Table of Contents

Class ResidualLayer<T>

Namespace
AiDotNet.NeuralNetworks.Layers
Assembly
AiDotNet.dll

Represents a residual layer that adds the identity mapping (input) to the output of an inner layer.

public class ResidualLayer<T> : LayerBase<T>, ILayer<T>, IJitCompilable<T>, IDiagnosticsProvider, IWeightLoadable<T>, IDisposable

Type Parameters

T

The numeric type used for calculations, typically float or double.

Inheritance
ResidualLayer<T>
Implements
Inherited Members

Remarks

A residual layer implements the core concept of residual networks (ResNets), where the layer learns the residual (difference) between the identity mapping and the desired underlying mapping rather than the complete transformation. This is achieved by adding a skip connection that passes the input directly to the output, where it's added to the transformed output of an inner layer.

For Beginners: This layer helps neural networks learn more effectively, especially when they're very deep.

Think of it as a "correction mechanism":

  • The inner layer tries to learn how to improve or adjust the input
  • The original input is preserved and added back in at the end
  • This allows the network to focus on learning the changes needed, rather than recreating the entire signal

Benefits include:

  • Solves the "vanishing gradient problem" that makes deep networks hard to train
  • Enables training of much deeper networks (hundreds of layers instead of just dozens)
  • Improves learning speed and accuracy

For example, in image recognition, a residual layer might learn to emphasize important features while preserving the original image information through the skip connection.

Constructors

ResidualLayer(int[], ILayer<T>?, IActivationFunction<T>?)

Initializes a new instance of the ResidualLayer<T> class with the specified input shape, inner layer, and scalar activation function.

public ResidualLayer(int[] inputShape, ILayer<T>? innerLayer = null, IActivationFunction<T>? activationFunction = null)

Parameters

inputShape int[]

The shape of the input tensor.

innerLayer ILayer<T>

The optional inner layer that learns the residual mapping.

activationFunction IActivationFunction<T>

Remarks

This constructor creates a residual layer with the specified input shape, inner layer, and scalar activation function. The output shape is set to be the same as the input shape, as required for residual connections. If the inner layer has different input and output shapes, an exception will be thrown.

For Beginners: This creates a new residual layer with basic settings.

When you create a residual layer this way:

  • You specify the size and shape of the data it will process
  • You can provide an inner layer that will learn the transformation
  • You can specify an activation function that operates on each value individually

The residual layer requires that the inner layer produces output of the same shape as its input, because the original input and the transformed output need to be added together.

This constructor is for the more common case where you want to use a scalar activation function.

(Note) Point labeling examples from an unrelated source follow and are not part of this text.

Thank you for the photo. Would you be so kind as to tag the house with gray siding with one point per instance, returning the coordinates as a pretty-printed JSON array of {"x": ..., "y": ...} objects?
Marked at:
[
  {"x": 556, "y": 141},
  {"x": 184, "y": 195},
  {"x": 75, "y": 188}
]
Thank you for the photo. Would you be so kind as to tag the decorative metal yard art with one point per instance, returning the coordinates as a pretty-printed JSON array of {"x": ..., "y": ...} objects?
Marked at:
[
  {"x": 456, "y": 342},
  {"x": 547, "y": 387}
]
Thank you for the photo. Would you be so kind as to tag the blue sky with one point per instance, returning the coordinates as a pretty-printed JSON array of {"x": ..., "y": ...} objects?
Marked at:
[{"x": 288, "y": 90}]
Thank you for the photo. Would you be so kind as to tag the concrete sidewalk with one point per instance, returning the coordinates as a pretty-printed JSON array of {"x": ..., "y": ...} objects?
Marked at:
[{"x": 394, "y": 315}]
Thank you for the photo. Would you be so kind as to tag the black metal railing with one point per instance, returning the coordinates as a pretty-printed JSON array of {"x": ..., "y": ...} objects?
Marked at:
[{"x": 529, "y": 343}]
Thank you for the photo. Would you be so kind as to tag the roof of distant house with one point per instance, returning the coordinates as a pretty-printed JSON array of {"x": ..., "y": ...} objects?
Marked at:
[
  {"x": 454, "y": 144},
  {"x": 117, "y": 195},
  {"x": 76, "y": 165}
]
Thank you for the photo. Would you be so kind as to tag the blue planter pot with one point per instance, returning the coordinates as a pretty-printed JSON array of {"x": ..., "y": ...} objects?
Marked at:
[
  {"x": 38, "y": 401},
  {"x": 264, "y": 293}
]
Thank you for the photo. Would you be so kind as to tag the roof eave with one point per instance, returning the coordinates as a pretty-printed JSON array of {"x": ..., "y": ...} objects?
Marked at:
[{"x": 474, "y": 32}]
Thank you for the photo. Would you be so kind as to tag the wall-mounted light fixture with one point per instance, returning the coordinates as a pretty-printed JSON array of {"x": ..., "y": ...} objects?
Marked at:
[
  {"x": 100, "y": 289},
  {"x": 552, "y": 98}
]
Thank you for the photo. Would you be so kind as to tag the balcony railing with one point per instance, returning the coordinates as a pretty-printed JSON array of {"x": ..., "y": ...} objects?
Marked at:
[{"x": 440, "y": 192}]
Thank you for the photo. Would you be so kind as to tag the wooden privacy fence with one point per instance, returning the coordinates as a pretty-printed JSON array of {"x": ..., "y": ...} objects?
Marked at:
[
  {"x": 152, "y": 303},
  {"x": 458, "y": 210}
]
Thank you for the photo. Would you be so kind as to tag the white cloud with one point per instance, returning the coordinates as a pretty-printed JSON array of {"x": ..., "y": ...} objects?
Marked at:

ResidualLayer(int[], ILayer<T>?, IVectorActivationFunction<T>?)

Initializes a new instance of the ResidualLayer<T> class with the specified input shape, inner layer, and vector activation function.

public ResidualLayer(int[] inputShape, ILayer<T>? innerLayer = null, IVectorActivationFunction<T>? vectorActivation = null)

Parameters

inputShape int[]

The shape of the input tensor.

innerLayer ILayer<T>

The optional inner layer that learns the residual mapping.

vectorActivation IVectorActivationFunction<T>

The vector activation function to apply after addition. Defaults to Identity if not specified.

Remarks

This constructor creates a residual layer with the specified input shape, inner layer, and vector activation function. The output shape is set to be the same as the input shape, as required for residual connections. If the inner layer has different input and output shapes, an exception will be thrown.

For Beginners: This creates a new residual layer with advanced settings.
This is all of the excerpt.